SAND POINT – It doesn’t take long to figure out how every runner who crosses the finish at the Not Since Moses Walk/Run still feels full of vigour despite just completing a five or 10km journey.
It’s because they’ve just experienced something that can be found nowhere else.
“Only here could you run on the ocean floor while a bluegrass band is bringing you in,” said Lucy Fisher, a 20-year-old Truro native who attends Mount St. Vincent University.
“It’s like tough mudder and a marathon mixed into one,” added her 26-year-old sister Mary James with a laugh. “You’re sliding through mud and someone next to me was picking up crabs. There’s nothing like it.”
It was the overwhelming sentiment echoed Sunday along the beach at Sand Point as the event’s 1,600 runners crossed the start/finish and talked amongst each other about the experience.
Carrie Greene, a Halifax resident and regular competitor on the marathon circuit in the Maritimes, said the Not Since Moses is totally different than anything she’s done before. She ran the 5km event for the first time Sunday with her friend Anita Connors.

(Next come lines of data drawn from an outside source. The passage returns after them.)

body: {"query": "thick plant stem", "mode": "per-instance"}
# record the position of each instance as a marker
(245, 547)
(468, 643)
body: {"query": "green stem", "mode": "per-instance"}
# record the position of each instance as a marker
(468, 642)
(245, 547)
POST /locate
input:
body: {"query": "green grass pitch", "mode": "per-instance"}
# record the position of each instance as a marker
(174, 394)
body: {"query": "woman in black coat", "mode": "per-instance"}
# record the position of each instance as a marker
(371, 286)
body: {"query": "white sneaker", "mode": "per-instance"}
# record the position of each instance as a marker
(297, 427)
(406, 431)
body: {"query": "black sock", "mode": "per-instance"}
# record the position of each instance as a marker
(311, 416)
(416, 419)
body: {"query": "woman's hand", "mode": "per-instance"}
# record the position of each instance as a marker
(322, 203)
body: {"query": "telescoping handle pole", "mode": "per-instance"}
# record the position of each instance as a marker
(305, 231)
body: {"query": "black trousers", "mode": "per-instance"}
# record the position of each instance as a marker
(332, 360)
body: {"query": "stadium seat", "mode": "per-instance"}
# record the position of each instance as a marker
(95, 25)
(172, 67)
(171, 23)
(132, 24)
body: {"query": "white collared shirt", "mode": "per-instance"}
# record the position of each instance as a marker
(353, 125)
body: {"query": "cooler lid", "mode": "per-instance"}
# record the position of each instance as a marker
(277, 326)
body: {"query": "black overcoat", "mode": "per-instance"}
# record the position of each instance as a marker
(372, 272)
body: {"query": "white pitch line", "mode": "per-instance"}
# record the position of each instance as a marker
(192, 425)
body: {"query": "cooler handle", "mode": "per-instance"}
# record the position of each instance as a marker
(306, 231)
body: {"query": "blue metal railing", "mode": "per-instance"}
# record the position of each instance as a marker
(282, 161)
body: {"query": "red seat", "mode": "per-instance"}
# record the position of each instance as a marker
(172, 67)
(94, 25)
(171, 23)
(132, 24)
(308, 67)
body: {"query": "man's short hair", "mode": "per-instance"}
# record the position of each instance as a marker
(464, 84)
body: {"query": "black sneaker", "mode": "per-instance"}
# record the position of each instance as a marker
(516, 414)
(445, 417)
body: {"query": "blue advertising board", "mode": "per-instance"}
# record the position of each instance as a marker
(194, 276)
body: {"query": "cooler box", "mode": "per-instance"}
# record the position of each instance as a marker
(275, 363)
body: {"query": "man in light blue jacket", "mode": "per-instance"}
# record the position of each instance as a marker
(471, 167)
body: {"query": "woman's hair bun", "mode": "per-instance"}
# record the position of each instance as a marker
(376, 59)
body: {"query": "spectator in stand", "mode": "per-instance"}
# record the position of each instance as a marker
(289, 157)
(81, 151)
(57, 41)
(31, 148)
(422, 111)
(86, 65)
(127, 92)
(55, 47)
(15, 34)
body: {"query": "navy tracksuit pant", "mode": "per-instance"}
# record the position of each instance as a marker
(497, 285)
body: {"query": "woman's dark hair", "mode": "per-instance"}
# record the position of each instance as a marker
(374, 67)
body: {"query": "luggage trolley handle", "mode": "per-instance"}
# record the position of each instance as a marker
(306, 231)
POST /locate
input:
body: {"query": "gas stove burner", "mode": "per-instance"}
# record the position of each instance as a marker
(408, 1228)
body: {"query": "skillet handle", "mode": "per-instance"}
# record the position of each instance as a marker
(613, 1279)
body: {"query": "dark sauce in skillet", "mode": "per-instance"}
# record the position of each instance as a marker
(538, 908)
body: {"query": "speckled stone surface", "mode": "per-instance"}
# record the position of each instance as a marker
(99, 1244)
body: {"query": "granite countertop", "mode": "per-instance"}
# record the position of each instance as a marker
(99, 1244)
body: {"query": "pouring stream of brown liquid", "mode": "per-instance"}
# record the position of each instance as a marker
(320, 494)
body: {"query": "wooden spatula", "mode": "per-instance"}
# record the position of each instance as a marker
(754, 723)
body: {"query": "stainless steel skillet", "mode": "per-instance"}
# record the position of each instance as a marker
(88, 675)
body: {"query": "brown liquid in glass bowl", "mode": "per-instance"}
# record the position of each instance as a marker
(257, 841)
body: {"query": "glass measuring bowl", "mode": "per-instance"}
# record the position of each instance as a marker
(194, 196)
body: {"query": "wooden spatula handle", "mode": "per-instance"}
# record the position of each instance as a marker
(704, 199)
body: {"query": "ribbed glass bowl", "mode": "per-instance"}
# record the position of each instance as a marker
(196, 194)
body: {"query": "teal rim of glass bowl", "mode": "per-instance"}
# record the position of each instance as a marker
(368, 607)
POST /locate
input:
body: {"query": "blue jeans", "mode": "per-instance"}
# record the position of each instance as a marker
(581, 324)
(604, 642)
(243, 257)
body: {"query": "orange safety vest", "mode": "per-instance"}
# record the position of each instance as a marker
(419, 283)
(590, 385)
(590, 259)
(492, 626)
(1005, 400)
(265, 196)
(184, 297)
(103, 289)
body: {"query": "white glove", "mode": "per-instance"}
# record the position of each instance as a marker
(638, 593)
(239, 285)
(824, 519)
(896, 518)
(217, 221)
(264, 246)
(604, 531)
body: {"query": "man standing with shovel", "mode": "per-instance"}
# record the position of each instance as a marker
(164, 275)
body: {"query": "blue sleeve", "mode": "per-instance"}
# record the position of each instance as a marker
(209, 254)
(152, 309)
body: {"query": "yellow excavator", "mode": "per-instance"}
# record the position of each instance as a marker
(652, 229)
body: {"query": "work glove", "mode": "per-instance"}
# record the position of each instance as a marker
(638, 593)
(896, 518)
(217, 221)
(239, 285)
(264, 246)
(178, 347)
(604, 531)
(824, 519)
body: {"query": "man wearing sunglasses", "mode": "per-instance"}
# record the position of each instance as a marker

“We usually do road races and some trail but this is still completely different,” Greene said. “The amount of muck and water and running through the little rivers sets it apart. And the scenery really makes it.”
Kieran Sharpe, an 11-year-old Dartmouth resident who also ran the 5km event for the first time, agreed.
“I thought it was crazy, all the mud and water, it was insane,” he said.
The event has built a sparkling reputation on its uniqueness since it’s inception in 2008. Word is spreading far and wide with runners as far away as British Columbia taking part in the event.
“For many years I’ve heard good things about it through family and friends,” Greene said. “It was one of those must-do races.”
The popularity of the event hits home even before arriving there. Traffic lines both sides of Wharf Road for more than two kilometres leading into Sand Point. Once inside, the park and beach is a sea of runners, talking, stretching and taking pictures before the starting horn lets entrants loose.
As cool as running on the floor of the Minas Basin, dealing with the muddy terrain and soaking in the scenery is, Nick Hart, a 33-year-old Halifax resident who pocketed $100 for crossing the line first in 26:31 in the 5km, said he enjoys the atmosphere at the event. Not only is there a strong sense of camaraderie on the course, but the live band, food and friendly faces only add to the experience.
“It just has a fun, social feel to it,” he said. “It feels like a big party, and everyone is really happy. Half the people I was racing with were giving me high fives so that’s why I come.”
It all leaves runners with the desire to come back for another taste. The Fisher sisters can be placed in that category.
“Absolutely, 100 per cent,” Lucy said.
“We might do the 10K next year, we’ll see,” Mary James said.